An emergency authorisation for foliar insecticide Biscaya (thiacloprid) use in sugar beet is expected to be published this month, bolstering virus yellows control options this summer.
Without neonicotinoid insecticide seed treatments, protecting crops from virus yellows – transmitted by the peach potato aphid (Myzus persicae) – during the crop’s susceptible stage will now rely on foliar sprays.
With resistance to pyrethroid insecticides rife in Myzus populations, the only effective insecticide with full approval is Teppeki (flonicamid), which can be applied just once.
As it offers about three weeks’ protection and aphids potentially flying for 12 weeks between crop emergence and the 12-leaf stage when plants become less susceptible, growers were heading into the 2019 campaign with inadequate options.
In response, NFU Sugar, British Sugar, Bayer and the British Beet Research Organisation (BBRO) applied for an emergency authorisation for Biscaya, which is expected to be published on the HSE website on 18 April.
The product cannot be used until the official documentation is published and will be available for 120 days after publication date.
BBRO head of science Mark Stevens welcomed the positive news and hopes up to two applications of Biscaya, alongside Teppeki, will give growers a fighting chance of managing virus spread.
“The exact conditions of use are not yet confirmed, but the BBRO will publish all the technical details once available,” added Dr Stevens.
Key points – virus yellows in sugar beet
- 120-day emergency authorisation for Biscaya expected to be published mid-April
- Offers second option to combat virus-carrying myzus across 12-week risk period
- Expected to be used alone or alongside Teppeki in sequences
- BBRO virus yellows forecast predicts 30-53% of untreated plants affected by end August if left unchecked
- Use AHDB and BBRO aphid trap data to track winged aphid flight progression
- Only apply insecticides if thresholds for wingless aphids are met
Virus yellows risk
After 25 years of neonicotinoid seed treatment use, it would be easy to assume the reservoir of virus yellows inoculum across the UK beet growing area would be low.
However, Dr Stevens says that last season, crops of fodder beet and energy beet from the West Country to Scotland showed up to 50% infection where a neonicotinoid seed treatment wasn’t used.
This shows that despite the perceived low threat, there is the potential for levels of virus to escalate quickly, particularly after the recent mild winter and early spring, so growers must remain vigilant.

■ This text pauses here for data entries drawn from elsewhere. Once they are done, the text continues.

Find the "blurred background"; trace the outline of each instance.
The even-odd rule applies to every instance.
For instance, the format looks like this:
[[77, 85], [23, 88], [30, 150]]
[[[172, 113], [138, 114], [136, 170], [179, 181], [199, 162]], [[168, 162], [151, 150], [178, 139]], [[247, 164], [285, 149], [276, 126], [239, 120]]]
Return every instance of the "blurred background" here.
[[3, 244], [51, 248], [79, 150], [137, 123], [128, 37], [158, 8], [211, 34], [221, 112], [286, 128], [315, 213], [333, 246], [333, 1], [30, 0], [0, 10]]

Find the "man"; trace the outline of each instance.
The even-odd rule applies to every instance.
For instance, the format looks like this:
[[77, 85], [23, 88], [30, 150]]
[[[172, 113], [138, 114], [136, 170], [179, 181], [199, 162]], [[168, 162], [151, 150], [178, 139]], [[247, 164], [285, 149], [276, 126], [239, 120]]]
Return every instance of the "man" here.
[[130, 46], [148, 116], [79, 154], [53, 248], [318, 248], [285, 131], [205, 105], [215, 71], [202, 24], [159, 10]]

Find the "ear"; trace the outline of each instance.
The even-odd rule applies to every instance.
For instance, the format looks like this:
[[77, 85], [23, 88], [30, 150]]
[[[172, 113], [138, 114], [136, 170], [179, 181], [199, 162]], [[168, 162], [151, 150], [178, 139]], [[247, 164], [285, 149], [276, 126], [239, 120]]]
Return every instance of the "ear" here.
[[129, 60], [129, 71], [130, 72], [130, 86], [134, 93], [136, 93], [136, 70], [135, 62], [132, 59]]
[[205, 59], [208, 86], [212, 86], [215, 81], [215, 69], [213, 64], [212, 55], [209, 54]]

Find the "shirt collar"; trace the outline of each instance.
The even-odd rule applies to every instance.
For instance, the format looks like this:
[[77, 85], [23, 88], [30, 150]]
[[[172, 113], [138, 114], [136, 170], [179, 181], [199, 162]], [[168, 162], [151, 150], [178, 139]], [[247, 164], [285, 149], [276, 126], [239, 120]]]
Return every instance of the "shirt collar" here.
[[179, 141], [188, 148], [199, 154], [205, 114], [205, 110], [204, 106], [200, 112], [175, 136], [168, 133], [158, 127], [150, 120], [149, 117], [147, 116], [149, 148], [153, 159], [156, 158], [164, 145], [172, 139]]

To help gauge risk, the BBRO released a virus yellows forecast in March, which is based on mean temperatures in January and February and historic aphid activity data from Rothamsted Research’s network of insect suction traps.
Following the relatively mild winter, which increases aphid survival between seasons, it predicts that 30-54% of sugar beet plants could be infected and going yellow by the end of August if aphids are left unchecked.
Dr Stevens stressed the importance of using foliar insecticides only when absolutely necessary, applying established pest treatment thresholds (see box below) before any treatment is considered.
Virus yellows treatment thresholds
An insecticide spray should be applied if:
- One green wingless aphid can be found per four plants, up to the 12-leaf stage
- One green wingless aphid can be found per plant, between 12- and 16-leaf stage
First flight of winged myzus in eastern England is forecast to begin on 18 April and growers have a number of tools to monitor this, including the AHDB’s weekly Aphid News alerts.
BBRO has also established a network of 60 sites hosting yellow water traps and trap data will be used to warn of aphid risk on its website and via regular ebulletins through the season.
These will provide an early warning that can prompt growers and agronomists to head into crops and look for wingless nymphs, which indicate the potential for secondary virus spread and can potentially trigger spray thresholds.
With Biscaya and Teppeki having different modes of action, they should be rotated when used in sequences, as per Insecticide Resistance Action Committee (Irac) guidelines.
“Hopefully we won’t need any treatment at all, but at least we now have the tools to protect crops right the way through that risk period,” says Dr Stevens.
The most effective herbicide programmes in sugar beet are applied early and targeted at small cotyledon weeds. Sticking to this principle and using appropriate doses should minimise the chances of weed and aphid control programmes overlapping.
However, where there is a temptation to mix insecticides with herbicides, Bayer’s root crop campaign manager Edward Hagues reminds growers that crop safety should be a priority and the fewer products in a tank mix, the less chance of checking plants.
“We want to get the crop to 12 true leaves as quickly as soon as possible [to reduce the impact of virus], so separate applications are advised.
“Where using Biscaya, increasing water volumes should be considered as the canopy gets larger to improve penetration and coverage,” he adds.